With a moment to spare, I penned a version of this to my new Prime Minister, and posted it today (as an old fashioned letter as they have, I am told, more effect). She stated in her recent party conference speech that people who claimed to be citizens of the world, in fact, were citizens of nowhere and did not understand what 'citizenship' meant:

It is perfectly clear to me, if not to your scriptwriter, what people can mean when the say they are a citizen of the world. It can mean that they owe an allegiance to a reality that transcends their particular place or context (however important that might be), say, to a common humanity sharing a common home or even to a transcendent good. 

This is not a new sentiment both the Roman philosopher and statesmen, Seneca: "Life must proceed on the conviction that “I am not born for a single cranny; this whole universe is my homeland,” and Jesus, the Son of Man, who has no place to rest his head except in the bosom of the Father, held it and yet both would have been consigned to being protagonists of ‘nowhere ’by the test you offered in your conference speech. Yet the former practiced statecraft within the Roman Empire. You see you can have more than one identity! And, for the latter, we can hardly suggest that Our Lord would have been better off limiting himself to serving in the Nazareth equivalent of IKEA? [Or, as an aside, I was presuming that the daughter of a clergyman could not].

Being a citizen of the world may be simply a pious sentiment but thinking so can also have real and beneficial consequences.
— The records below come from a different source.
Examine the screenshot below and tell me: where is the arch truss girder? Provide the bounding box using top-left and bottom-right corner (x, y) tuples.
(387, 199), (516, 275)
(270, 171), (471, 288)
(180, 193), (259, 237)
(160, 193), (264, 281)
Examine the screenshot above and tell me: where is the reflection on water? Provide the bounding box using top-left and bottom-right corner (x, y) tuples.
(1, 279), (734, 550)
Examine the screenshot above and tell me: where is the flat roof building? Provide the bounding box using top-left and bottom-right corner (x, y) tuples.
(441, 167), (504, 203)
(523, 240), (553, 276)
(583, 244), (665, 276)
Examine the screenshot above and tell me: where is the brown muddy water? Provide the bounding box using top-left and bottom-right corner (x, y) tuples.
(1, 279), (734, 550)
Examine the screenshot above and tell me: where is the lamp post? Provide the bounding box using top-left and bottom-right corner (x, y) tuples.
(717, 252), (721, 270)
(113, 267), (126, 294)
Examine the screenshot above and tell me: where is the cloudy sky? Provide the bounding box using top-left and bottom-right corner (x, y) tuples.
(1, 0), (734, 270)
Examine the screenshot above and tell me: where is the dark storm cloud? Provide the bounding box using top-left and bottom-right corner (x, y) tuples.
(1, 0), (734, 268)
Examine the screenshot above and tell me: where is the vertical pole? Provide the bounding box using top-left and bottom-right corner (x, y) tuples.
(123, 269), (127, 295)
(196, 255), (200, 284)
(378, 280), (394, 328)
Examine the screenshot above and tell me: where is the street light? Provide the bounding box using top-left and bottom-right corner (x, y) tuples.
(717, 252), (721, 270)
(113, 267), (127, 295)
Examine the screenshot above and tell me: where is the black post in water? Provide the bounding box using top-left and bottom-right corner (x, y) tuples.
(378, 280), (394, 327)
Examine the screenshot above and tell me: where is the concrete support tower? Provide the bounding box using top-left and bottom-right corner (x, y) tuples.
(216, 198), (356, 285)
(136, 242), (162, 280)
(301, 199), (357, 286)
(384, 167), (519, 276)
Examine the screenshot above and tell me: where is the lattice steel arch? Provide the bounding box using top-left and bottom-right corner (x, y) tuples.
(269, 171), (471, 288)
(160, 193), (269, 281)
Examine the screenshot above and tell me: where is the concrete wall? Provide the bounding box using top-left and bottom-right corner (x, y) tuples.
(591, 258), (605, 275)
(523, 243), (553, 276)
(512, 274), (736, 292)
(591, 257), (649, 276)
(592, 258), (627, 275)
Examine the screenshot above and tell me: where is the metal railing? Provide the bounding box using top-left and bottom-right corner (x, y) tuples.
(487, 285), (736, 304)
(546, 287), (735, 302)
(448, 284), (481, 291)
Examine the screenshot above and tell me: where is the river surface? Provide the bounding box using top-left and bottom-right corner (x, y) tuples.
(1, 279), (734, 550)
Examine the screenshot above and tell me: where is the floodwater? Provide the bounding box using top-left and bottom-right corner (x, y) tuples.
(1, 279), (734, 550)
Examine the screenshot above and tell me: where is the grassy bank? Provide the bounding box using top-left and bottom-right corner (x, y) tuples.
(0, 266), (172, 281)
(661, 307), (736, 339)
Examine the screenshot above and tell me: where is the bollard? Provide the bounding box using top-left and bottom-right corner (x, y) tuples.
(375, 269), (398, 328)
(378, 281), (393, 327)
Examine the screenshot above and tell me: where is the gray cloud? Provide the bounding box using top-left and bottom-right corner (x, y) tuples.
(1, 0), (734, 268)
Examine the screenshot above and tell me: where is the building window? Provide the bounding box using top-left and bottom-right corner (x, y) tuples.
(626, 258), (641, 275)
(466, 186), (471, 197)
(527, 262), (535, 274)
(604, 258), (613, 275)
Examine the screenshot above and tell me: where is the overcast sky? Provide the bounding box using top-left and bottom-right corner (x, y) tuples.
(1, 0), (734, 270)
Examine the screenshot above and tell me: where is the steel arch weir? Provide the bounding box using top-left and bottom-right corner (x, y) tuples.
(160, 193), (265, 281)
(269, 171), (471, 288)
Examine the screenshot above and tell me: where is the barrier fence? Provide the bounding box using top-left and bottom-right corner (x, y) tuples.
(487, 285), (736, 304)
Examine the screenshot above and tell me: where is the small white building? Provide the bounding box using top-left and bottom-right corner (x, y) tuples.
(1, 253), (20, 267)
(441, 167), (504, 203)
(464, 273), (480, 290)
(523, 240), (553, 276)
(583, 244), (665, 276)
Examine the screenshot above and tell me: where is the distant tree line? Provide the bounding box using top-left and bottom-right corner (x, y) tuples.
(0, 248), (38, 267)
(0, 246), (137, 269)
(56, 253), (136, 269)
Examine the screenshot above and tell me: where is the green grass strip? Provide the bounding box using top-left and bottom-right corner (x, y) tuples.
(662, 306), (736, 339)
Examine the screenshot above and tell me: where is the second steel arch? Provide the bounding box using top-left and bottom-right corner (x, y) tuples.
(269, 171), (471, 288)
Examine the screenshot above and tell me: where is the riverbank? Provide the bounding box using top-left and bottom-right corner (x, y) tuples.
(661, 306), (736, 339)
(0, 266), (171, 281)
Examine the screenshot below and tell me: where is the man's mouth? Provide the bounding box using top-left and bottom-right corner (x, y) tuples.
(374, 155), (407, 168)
You can champion universal human rights or imagine that science should only be swayed by the truth in a free flowing shared exploration that transcends national boundaries or you might spend your career serving the needs of the poor wherever you have been called to serve. The possibilities are literally endless, limited only by your imagination. 


Seeing yourself as a citizen of the world can be a profound, guiding maxim, and is perfectly compatible with being a particular citizen of a given country with the special obligations and protections of that place. You do not have to demean the former to discuss the realities of the latter. To do so is to limit, not extend, our vision of human possibility.

You have, spinning to the contrary, inherited a kingdom divided against itself. Encouraging such divisions may be (in the short term) politically acute but are morally bankrupt.